English Will Intensify Focus On Creative Writing

By Mark Sullivan
Staff Writer

The English Department is placing an increased focus on creative writing, enabling students to complement their study of literature by writing fiction and poetry of their own.

Starting in the next academic year, a creative writing concentration will be offered within the English major. Students choosing the concentration will take three workshops in fiction or poetry writing.

"Our creative writing courses have always been immensely popular," said Prof. Rosemarie Bodenheimer, the department chairwoman. "In the past, however, admission to creative writing workshops has been largely limited to seniors, and those underclassmen who aspired to improve their writing skills had difficulty getting into the courses. The new writing concentration offers increased opportunities for students to polish their writing skills over time."

Eight students from the Class of 2000 will begin the concentration in February of 1998. Applicants must have received a grade of B-plus or better in the Freshman Writing Seminar, or earned an exemption from it, and must submit an eight-page creative-writing manuscript to be considered. The students will undertake a 12-course English major instead of the usual 10.
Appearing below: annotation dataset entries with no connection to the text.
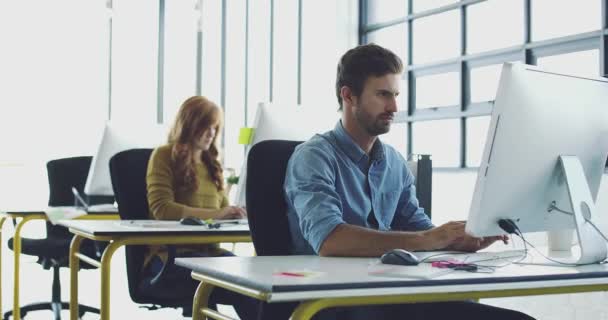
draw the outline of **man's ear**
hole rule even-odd
[[[352,106],[356,103],[357,99],[357,97],[353,95],[353,91],[347,86],[342,86],[342,88],[340,88],[340,97],[342,97],[342,106]]]

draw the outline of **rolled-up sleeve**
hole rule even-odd
[[[429,216],[420,207],[418,198],[416,198],[416,185],[414,184],[414,176],[410,170],[404,168],[405,186],[399,198],[397,212],[391,228],[402,231],[420,231],[428,230],[435,227]]]
[[[294,153],[285,177],[288,205],[297,215],[302,236],[317,254],[327,236],[344,223],[334,161],[322,149],[306,146]]]
[[[166,150],[155,149],[150,156],[146,173],[148,206],[153,218],[178,220],[183,217],[185,206],[175,202],[171,157],[165,153]]]

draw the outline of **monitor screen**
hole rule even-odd
[[[304,107],[260,103],[256,109],[253,125],[254,133],[247,148],[264,140],[305,141],[317,133],[334,128],[341,114],[330,106]],[[247,159],[247,157],[245,157]],[[241,168],[235,195],[235,205],[245,207],[245,185],[247,161]]]
[[[107,122],[93,156],[84,193],[94,196],[113,196],[110,180],[110,158],[118,152],[134,148],[155,148],[167,142],[168,129],[164,125],[137,125]]]
[[[501,219],[515,222],[522,232],[580,228],[572,214],[580,208],[573,208],[570,193],[586,194],[588,200],[581,201],[590,207],[597,199],[608,155],[607,102],[607,79],[505,63],[467,232],[505,234]],[[566,175],[560,156],[580,164],[569,172],[578,175],[578,184]],[[552,204],[571,214],[550,210]],[[587,219],[597,217],[585,216],[582,223]]]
Assoc. Prof. Suzanne Matson (English), who has played a leading role in developing the writing concentration, said the sequence represents "a coalescence of writing offerings we've had out there, but not in any organized program." The new sequence will bring a less "haphazard" approach to the English Department's writing instruction, she said, while offering students closer mentoring from talented writers on the faculty.

"We're hoping the concentration will create more of a writing community among the undergraduates here," said Asst. Prof. Elizabeth Graver (English), who sees the program nurturing creative-writing skills in students by offering "a fertile ground from which they can write."

English faculty said the department has helped foster an appreciative climate for creative writing by inviting a steady stream of acclaimed poets and novelists to give readings of their work in recent years. Bodenheimer added the department's commitment to creative writing is strongly reflected in the work of its faculty, including Matson, a published poet and fiction writer, Graver, an award-winning author of short stories and a forthcoming novel, and several others.